Решено было Памирский отряд сделать постоянным, обновляя его личный состав каждое лето.
В сменный отряд капитана Зайцова вошли: от 4-го Туркестанского линейного батальона – рота пехоты, взвод конно-горной батареи и пулеметный взвод; от 6-го Оренбургского казачьего полка – конная полусотня и взвод боевых ракет. Командование ракетным взводом и принял артиллерийский подпоручик Эдуард Кивекэс. На Памир отправились пешим строем, тяжести несли на плечах, а наибольшие, в том числе дрова, везли вьюком на лошадях и кутасах (яках).
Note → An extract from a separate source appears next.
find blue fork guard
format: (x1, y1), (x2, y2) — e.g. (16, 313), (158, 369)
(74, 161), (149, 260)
"Любезная молодуха Лизавета Викторовна Кивекэс каждый день нас радушно кормит", – сообщал с пути, из Гульчи, В.Н.Зайцов своей жене 2 мая 1893 года. Оказывается, подпоручик Кивекэс попал в сменный отряд сразу после своей свадьбы – посреди медового месяца! Далее Гульчи на Памир вела тогда лишь караванная тропа, здесь все провожающие распрощались с отрядом. Кивекэс упоминается и еще в трех-четырех памирских письмах Василия Николаевича: передает поклоны Ольге Александровне, командируется на побывку в Маргелан.
Летом пехотинцам сменного отряда взамен устарелых четырехлинейных винтовок были присланы новые трехлинейные образца 1891 года. В одно время с освоением новой винтовки, летними походами, ученьями и стрельбами сменный отряд выстроил к своей зимовке первое русское капитальное укрепление на Памире – пост Памирский (ныне райцентр Мургаб). Зимовать на Памире артиллерию тогда не оставили, заменили пулеметным взводом, и Кивекэс расстался с казачьими ракетами, вместе с капитаном Сулоцким увел конно-горные пушки в Фергану, откуда они и в дальнейшем выезжали на Памир только временами.
Но уже в смену 1895–1896 годов командовать Памирским отрядом будет артиллерист капитан Николай Алексеевич Сулоцкий, а в 1897 году – после пяти капитанов, причем трое из них генштабисты, – отряд принял новопроизведенный штабс-капитан артиллерии Кивекэс, самый молодой начальник за всю его историю. В этом же чине откомандует он Памиром и в 1901–1902 годах. В 1905–1907 годах Кивекэс уже капитан, но до и после него эту должность занимали подполковники, последним начальником Памира был полковник Иван Дионисьевич Ягелло. "...Не хотелось мне идти сюда, потому что хотелось попасть на войну, но напряженная и многосторонняя работа здесь со своей широкой рамкой мне по душе, и я останусь здесь надолго, если обстоятельства позволят" (Кивекэс – Снесареву. VIII. 1905).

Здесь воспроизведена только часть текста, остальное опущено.